Hydrastis, or goldenseal, is the dried rhizome and roots of Hydrastis canadensis (Fam. Ranunculaceae), yielding, when assayed, not less than 2.5 per cent. of hydrastine. It is a small herb of the eastern United States.


Three alkaloids: hydrastine, 2.5 per cent.; berberine, 3 to 4 per cent., and a little canadine; in addition, some resinous material.


Hydrastis, 30 grains (2 gm.). Fluidextract (2 per cent hydrastine), 30 minims (2 c.c.). Glycerite (1.2 per cent. hydrastine), 30 minims (2 c.c.). Tincture (0.4 per cent. hydrastine), 1 dram (4 c.c.). Hydrastine and hydrastine hydrochloride, 1/6 grain (0.01 gm.). The hydrochloride is freely soluble in water and alcohol.

Pharmacologic Action


It has a slightly astringent action, and in some sections is employed as a stimulant of mucous membranes in chronic catarrhal conditions, as of nose, throat, urethra, and vagina.

Alimentary Tract

It has a bitter effect upon appetite. Through a central action it increases the motor and secretory activity of the stomach and promotes intestinal peristalsis. Large doses cause vomiting and diarrhea.

Nervous System

On the medulla and cord hydras tine acts mildly like strychnine, stimulating slightly the respiratory, vagus, and vasoconstrictor centers and increasing reflex irritability. Very large doses cause tonic and clonic convulsions, incoordination, and depression of the medullary centers.


Locally applied, it first contracts then dilates the pupil.


Lieb says that after a momentary and negligible rise small doses produce a slight but persistent fall in arterial pressure.
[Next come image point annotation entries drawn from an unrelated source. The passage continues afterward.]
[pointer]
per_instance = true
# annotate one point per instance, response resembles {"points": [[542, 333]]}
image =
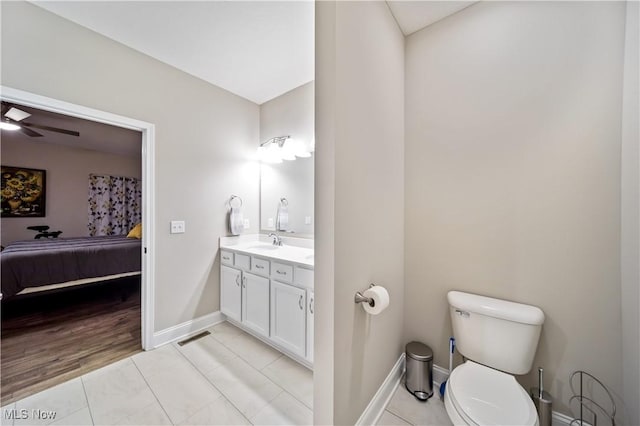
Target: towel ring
{"points": [[234, 198]]}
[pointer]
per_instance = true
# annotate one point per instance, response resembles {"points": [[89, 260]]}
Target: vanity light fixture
{"points": [[282, 148]]}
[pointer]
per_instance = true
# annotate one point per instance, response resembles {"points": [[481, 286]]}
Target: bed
{"points": [[38, 265]]}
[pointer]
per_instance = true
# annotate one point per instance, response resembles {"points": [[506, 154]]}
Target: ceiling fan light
{"points": [[4, 125], [16, 114]]}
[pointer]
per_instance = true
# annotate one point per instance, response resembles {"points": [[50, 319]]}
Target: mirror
{"points": [[292, 180]]}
The heart rate is practically unchanged.

In poisoning, the centers are depressed, and the heart becomes slow and feeble from direct action on the cardiac muscle. At the same time the muscles in the arterioles become depressed and the vessels dilate; hence blood-pressure is very low. It differs materially from strychnine, as this tendency to depress the heart is manifested before convulsions come on.


Ordinarily, the respiratory center is stimulated; but in poisoning it is depressed, and death takes place from asphyxia brought on by paralysis of the respiratory center or by the convulsions.


Muscular tissue of all kinds (except perhaps the uterus) is primarily stimulated, then depressed.


Hydrastis resembles ergot in its tendency to increase the normal contraction of the uterus, but it is much less powerful in bringing about contraction of the postpartum uterus. In menorrhagia or metrorrhagia from fibroids, subinvolution, or relaxed uterus, it may arrest hemorrhage. The uterine effect is due to both the hydrastine and the berberine.


Hydrastine is excreted in the urine as such, no hydrastinine being formed in the body. Slight amounts also appear in the saliva and feces.


Hydrastis has been much employed locally in chronic catarrh of nose, throat, urethra, and vagina. Owing to the large amounts of bitter alkaloids, it is a powerful bitter. It is also employed in postpartum hemorrhage, subinvolution, menorrhagia, and metrorrhagia, whether caused by fibroids or not.